A Life-Changing Loan, a Pathway to Prosperity in Bangladesh
By Alyssa Cogan and Esther Kahinga | January 10, 2024
January 30, 2026
Rebeka Begum, a 36-year-old farmer and mother of three in northern Bangladesh, smiles when she talks about her livestock. She owns two dairy cows, which, she says proudly, produce five liters more milk per animal per day than they used to.
“I didn’t know about medications, deworming medicine, I didn’t know I had to feed that to the cows. After I did that, their health improved.” And they produced more milk. She also owns eight buffalos, she said, which she will fatten before taking them to market to sell for a profit.

Demand for meat is high in Bangladesh and today Rebeka knows how to benefit from the market. For years, though, she faced significant obstacles to earning a living income as a smallholder farmer.

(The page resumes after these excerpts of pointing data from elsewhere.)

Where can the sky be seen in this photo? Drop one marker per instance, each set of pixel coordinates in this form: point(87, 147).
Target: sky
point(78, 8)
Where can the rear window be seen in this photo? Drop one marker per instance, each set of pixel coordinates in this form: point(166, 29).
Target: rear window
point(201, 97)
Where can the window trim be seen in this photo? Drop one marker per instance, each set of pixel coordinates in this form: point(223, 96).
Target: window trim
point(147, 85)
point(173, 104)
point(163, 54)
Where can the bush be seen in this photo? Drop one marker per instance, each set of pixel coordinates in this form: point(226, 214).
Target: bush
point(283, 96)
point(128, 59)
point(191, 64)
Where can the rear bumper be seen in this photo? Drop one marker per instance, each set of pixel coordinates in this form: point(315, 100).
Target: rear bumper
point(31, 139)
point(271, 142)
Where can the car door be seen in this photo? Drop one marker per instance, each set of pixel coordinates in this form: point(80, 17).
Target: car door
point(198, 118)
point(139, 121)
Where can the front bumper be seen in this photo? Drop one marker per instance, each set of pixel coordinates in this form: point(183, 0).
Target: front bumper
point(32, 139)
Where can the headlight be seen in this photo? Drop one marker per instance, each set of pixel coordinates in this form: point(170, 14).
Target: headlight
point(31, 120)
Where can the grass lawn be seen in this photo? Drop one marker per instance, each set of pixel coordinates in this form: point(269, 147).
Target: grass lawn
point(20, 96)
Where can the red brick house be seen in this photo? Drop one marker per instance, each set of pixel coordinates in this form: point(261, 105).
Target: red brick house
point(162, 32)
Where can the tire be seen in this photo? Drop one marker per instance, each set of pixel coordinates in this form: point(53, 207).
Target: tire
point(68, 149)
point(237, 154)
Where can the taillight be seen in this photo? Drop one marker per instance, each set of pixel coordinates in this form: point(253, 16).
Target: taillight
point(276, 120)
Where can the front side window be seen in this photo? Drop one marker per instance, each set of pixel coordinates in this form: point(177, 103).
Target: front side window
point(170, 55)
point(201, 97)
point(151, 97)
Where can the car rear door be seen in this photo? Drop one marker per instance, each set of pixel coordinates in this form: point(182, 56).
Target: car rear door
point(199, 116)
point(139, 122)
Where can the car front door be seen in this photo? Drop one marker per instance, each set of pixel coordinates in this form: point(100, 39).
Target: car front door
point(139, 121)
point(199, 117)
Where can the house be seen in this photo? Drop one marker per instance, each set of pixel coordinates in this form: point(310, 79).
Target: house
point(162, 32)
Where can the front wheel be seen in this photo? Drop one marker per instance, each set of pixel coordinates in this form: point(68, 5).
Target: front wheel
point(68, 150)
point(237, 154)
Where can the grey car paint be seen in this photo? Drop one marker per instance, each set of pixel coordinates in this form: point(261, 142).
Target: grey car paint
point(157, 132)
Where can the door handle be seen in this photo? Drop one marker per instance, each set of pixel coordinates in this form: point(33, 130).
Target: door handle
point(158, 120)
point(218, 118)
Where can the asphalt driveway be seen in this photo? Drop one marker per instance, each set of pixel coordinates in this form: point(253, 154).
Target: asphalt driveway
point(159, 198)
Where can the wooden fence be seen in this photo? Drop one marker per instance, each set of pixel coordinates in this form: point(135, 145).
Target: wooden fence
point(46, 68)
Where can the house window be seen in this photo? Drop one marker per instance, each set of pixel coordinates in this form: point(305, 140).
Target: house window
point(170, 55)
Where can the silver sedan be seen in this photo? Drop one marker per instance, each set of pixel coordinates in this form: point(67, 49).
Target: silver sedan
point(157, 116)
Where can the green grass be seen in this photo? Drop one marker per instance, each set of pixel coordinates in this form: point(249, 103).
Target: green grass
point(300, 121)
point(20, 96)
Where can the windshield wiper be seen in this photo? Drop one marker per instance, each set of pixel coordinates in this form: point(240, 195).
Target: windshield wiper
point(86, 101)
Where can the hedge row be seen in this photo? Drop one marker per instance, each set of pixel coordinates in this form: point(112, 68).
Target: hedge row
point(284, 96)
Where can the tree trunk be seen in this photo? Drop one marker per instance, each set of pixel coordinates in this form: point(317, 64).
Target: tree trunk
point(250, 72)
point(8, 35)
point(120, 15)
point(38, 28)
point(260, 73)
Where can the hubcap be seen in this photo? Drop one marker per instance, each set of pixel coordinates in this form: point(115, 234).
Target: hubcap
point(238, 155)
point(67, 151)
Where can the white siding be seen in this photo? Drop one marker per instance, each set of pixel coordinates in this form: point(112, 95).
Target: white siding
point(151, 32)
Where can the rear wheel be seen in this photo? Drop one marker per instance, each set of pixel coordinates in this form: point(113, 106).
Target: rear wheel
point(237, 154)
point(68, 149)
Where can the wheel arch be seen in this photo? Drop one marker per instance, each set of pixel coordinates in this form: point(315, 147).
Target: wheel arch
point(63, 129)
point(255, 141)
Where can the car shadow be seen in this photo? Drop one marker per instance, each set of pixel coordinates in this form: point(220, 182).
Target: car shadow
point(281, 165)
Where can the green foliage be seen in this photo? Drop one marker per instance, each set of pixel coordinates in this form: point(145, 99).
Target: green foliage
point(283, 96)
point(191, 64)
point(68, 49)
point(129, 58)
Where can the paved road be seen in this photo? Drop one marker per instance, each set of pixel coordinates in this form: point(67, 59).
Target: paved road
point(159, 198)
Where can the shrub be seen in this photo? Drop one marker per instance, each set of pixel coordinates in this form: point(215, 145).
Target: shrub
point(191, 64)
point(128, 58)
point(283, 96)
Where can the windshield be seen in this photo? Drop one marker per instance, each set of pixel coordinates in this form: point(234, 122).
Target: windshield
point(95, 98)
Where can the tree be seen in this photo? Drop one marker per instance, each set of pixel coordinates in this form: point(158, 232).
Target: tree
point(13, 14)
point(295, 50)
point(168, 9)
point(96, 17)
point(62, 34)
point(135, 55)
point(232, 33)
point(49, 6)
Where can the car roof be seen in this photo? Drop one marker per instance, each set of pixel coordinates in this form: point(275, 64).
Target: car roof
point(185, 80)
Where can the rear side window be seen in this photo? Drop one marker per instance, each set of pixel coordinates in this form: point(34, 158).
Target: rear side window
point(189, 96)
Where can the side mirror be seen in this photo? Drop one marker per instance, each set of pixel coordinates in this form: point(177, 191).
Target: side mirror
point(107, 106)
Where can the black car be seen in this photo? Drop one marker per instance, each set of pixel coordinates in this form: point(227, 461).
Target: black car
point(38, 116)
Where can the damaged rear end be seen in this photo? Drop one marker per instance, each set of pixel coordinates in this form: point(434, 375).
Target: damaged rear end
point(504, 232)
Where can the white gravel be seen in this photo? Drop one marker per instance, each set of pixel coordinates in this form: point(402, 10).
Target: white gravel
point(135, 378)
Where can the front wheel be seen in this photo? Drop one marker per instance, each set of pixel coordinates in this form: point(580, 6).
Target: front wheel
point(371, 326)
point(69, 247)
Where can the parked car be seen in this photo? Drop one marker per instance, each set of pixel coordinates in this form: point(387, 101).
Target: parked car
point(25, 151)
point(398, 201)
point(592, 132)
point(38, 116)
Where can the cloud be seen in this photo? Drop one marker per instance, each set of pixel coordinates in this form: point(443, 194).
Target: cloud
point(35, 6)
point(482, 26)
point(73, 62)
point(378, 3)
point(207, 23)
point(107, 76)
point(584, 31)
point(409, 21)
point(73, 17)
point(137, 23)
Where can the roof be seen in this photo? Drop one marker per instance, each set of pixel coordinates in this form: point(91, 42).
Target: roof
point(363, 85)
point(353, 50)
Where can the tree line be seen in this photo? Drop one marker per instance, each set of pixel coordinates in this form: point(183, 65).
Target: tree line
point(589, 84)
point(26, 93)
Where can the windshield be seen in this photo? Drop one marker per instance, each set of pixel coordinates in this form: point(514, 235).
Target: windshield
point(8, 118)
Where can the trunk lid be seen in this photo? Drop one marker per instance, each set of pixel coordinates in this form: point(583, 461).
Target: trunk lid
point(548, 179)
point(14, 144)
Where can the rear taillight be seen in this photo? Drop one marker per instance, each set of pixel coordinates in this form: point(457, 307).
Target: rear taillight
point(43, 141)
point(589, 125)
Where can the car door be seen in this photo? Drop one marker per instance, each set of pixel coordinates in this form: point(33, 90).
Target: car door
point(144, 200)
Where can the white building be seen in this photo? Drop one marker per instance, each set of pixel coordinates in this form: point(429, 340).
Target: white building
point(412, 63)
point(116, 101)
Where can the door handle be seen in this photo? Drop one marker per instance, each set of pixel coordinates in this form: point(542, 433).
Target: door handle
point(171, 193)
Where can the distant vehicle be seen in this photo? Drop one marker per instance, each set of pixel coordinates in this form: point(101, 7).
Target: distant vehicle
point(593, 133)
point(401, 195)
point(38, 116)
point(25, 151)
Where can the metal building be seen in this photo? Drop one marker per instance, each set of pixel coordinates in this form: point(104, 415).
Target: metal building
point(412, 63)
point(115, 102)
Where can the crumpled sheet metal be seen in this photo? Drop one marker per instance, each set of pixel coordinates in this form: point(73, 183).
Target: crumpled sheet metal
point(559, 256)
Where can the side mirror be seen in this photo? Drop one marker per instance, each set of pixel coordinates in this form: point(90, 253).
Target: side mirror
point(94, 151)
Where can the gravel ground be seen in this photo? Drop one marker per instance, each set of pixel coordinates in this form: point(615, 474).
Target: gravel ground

Despite working steadfastly to care for her livestock, producing safe, high-quality meat and dairy was a challenge. Rebeka’s knowledge of animal husbandry was minimal and her access to high-quality feed and veterinary care was limited. So was her access to formal credit and other financial tools — this is one of the biggest challenges farmers around the world face, especially women farmers, restricting their ability to build resilient, profitable businesses.
Livestock is a common source of income for rural households in Bangladesh, yet many farmers face similar limitations. What’s more, livestock markets throughout the country are largely informal, with weak sanitary controls and little regulation, leaving farmers unable to garner fair prices.
Rebeka’s family’s circumstances worsened when her husband, Muhammed, a miller, lost customers to a new grain mill that had opened nearby. The couple struggled to provide their children with proper nutrition. By the time their firstborn was old enough to attend school, they could only just manage to pay tuition; sometimes they paid late.

Several years ago, Rebeka learned of a Heifer International project partnering with women farmers across thirteen subdistricts in Bangladesh. It provides training in safe and hygienic livestock management and meat processing as well as access to quality inputs and services and competitive markets. Called the Women’s Enterprises for Safe Beef and Goat Meat in Bangladesh, the project is rooted in the knowledge that women farmers are foundational to social and economic progress in Bangladesh.
Rebeka learned through the project how to select and care for better livestock breeds for meat and dairy — the problem was, she didn’t have enough money to purchase those breeds. This is where her community and the Heifer project stepped in.
Rebeka was able to take a low-interest loan through the women’s cooperative she belonged to, which Heifer had partnered with, and combine it with money from her own savings. Using those funds, she purchased a breed of cow that would produce more milk than the indigenous cows she’d owned and milked until then. She then turned her indigenous cows into more capital: she sold them and used the profits from that sale along with another low-interest loan from the Heifer project to purchase her buffalo. Over the course of these transactions, Rebeka became empowered: to select and raise healthy animals, to earn a living income and to support her family.
Through the cooperative, Rebeka was also able to purchase a grass chopping machine, investing some of her own money and matching it with a loan from the cooperative. “Now I can prepare more fodder in less time,” said Rebeka. “Before I had a machine, but it was very slow. The new machine is twice as efficient as the old machine.”
Then, once again combining some of her own money with a loan from Heifer, Rebeka was able to install a biogas system in her home, which converts cow dung into gas for cooking. Rebeka gives the byproduct from the biogas system — fertilizer — to other farmers from her cooperative. This is her way of Passing on the Gift®.
“When you give a gift to someone you develop a relationship with that person,” she said. “Also, when a person gets a gift, they feel happy. Seeing their happiness, you feel good.”
Since enrolling in the project, engaging in trainings and accessing safe, formal credit to invest in her farm, Rebeka’s income has increased. She’s been able to help her husband purchase a new grain mill. The couple has purchased a new refrigerator and built an indoor bathroom. They can afford to feed their children a balanced diet. “Now I can meet all my children’s needs,” said Rebeka. “If they ask for new clothes, new shoes, I can give it to them.”
She and Muhammed can also afford to pay for their children’s education, including their daughter’s. At an age when Rebeka was already a mother, her daughter, Masuma, is still in school. Now four grades past the point when her mother was pulled from school to marry her father, Masuma has no plans to stop. She wants to be a doctor.
“It is my life goal to serve people,” said Masuma with a shy smile.